Gênesis revisitada

T. H. Abrahão

1. No princípio criou o homem a mentira e a realidade.

2. A realidade era sem forma e vazia; e havia trevas sobre a face do abismo, mas o desespero do homem pairava sobre a face da mentira.

3. Disse o homem: haja sentido. Mas não houve sentido algum.

4. Viu o homem que o sentido era uma farsa; e fez separação entre o sentido e o nada.

5. E o homem chamou o sentido dia, e o nada noite. E foi a tarde e a manhã, o dia primeiro.

6. E disse o homem: haja um firmamento no meio das mentiras, e haja separação entre mentiras e mentiras.

7. Fez, pois, o homem o firmamento, e separou as mentiras que estavam debaixo do firmamento das que estavam por cima do firmamento. E assim foi.

8. Chamou o homem ao firmamento ilusão. E foi a tarde e a manhã, o dia segundo.

9. E disse o homem: ajuntem-se num só lugar as mentiras que estão debaixo do céu, e apareça o elemento seco. E assim foi.

10. Chamou o homem ao elemento seco utopia, e ao ajuntamento das mentiras futuro. E viu o homem que isso era deveras incisivo.

11. E disse o homem: produza a ilusão relva, ervas que deem semente, e árvores frutíferas que, segundo as suas espécies, deem lapsos que tenham em si a sua semente, sobre a imperfeição. E assim foi.

12. A ilusão, pois, produziu relva, ervas que davam semente segundo as suas espécies, e árvores que davam fruto que tinha em si a sua angústia, segundo as suas espécies. E viu o homem que isso era o que podia fazer segundo suas limitações.

13. E foi a tarde e a manhã, o dia terceiro.

14. E disse o homem: haja conclusões no firmamento da realidade, para fazerem separação entre o real e o irreal; sejam eles para devaneios e para a estupidez, e para todos e ninguém;

15. E sirvam de conclusões no firmamento da realidade, para esclarecer a terra. E assim foi.

16. O homem, pois, fez as duas grandes conclusões: a conclusão maior para condenar a verdade, e a conclusão menor para governar a farsa; fez também os erros.

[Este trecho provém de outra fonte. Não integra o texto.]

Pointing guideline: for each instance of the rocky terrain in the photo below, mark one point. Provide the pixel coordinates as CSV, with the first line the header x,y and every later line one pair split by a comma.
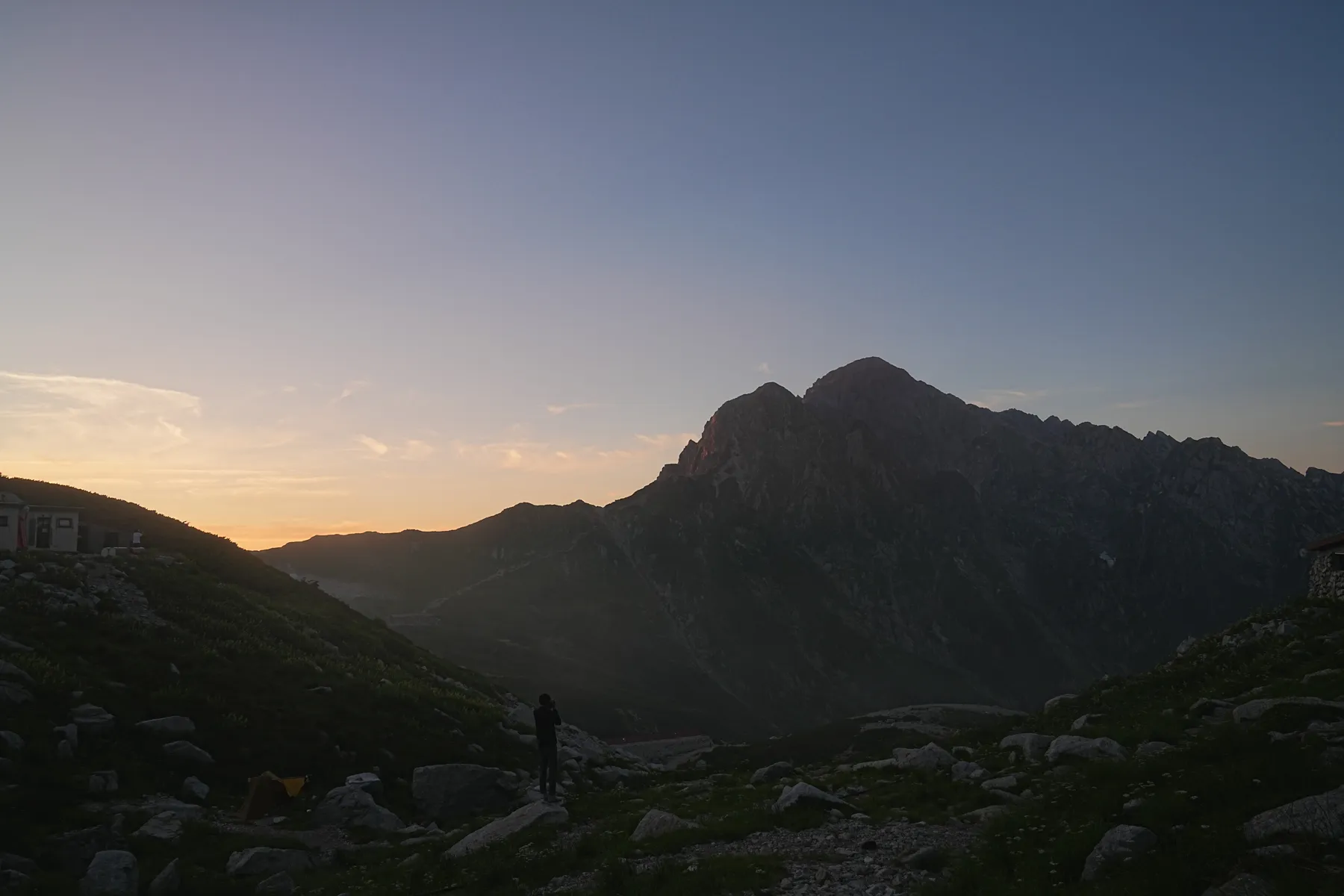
x,y
870,544
144,700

17. E o homem os pôs no firmamento da realidade para escurecer a terra,

18. Para governar a mentira e a verdade, e para fazer separação entre o ruim e o pior. E viu o homem que isso era natural demais.

19. E foi a tarde e a manhã, o dia quarto.

20. E disse o homem: produzam as certezas variedades de amanhã; e voem os sonhos acima da sensatez no firmamento do céu.

21. Criou, pois, o homem a resignação tardia, e todos os seres viventes que se arrastavam por misericórdia, e toda incerteza que voava em piedade, segundo a sua espécie. E viu o homem que isso era indiferente.

22. Então o homem os abençoou, dizendo: multiplicai e condenai-vos, e enchei as palavras de contradições; e multipliquem-se as incertezas sobre a terra.

23. E foi a tarde e a manhã, o dia quinto.

24. E disse o homem: produza a terra terrores temíveis segundo as suas espécies: hipocrisia, arrogância e possibilidades selvagens de contradição segundo as suas espécies. E assim foi.

25. O homem, pois, criou as verdades selvagens segundo as suas espécies, e as verdades domésticas segundo as suas espécies, e todas as possíveis imperfeições da realidade segundo as suas espécies. E viu o homem que isso era inútil.

26. E disse o homem: façamos deus à nossa imagem, conforme a nossa semelhança; domine ele sobre o absurdo da realidade, sobre o presente desesperado de cada dia, sobre as misérias possíveis, e sobre toda a mentira, e sobre todo erro que se arrasta sobre a certeza.

27. Criou, pois, o homem o disfarce à sua imagem; à imagem das máscaras que o ocultam; dúvida e certeza as criou.

28. Então o homem as abençoou e disse a elas: frutificai e multiplicai-vos; enchei a terra até que apodreça; dominai sobre as depressões e neuroses, sobre as paranoias da realidade e sobre todos os desejos que se arrastam sobre a terra.

29. Disse-lhes mais: eis que vos tenho dado todas as ervas que produzem torpor, as quais se acham sobre a face de toda a terra, bem como todos os fármacos em que haja tranquilidade; ser-vos-ão para necessidade.

30. E a todos os descuidos da terra, a todas as mediocridades das ideias e a todo ser vivente que se arrasta sobre a piedade do solo pobre, tenho dado todas as ervas verdes como subterfúgio de um mundo apodrecido. E assim foi.

31. E viu o homem tudo quanto criara, e eis que era aquilo de que era capaz. E foi a tarde e a manhã, o dia sexto.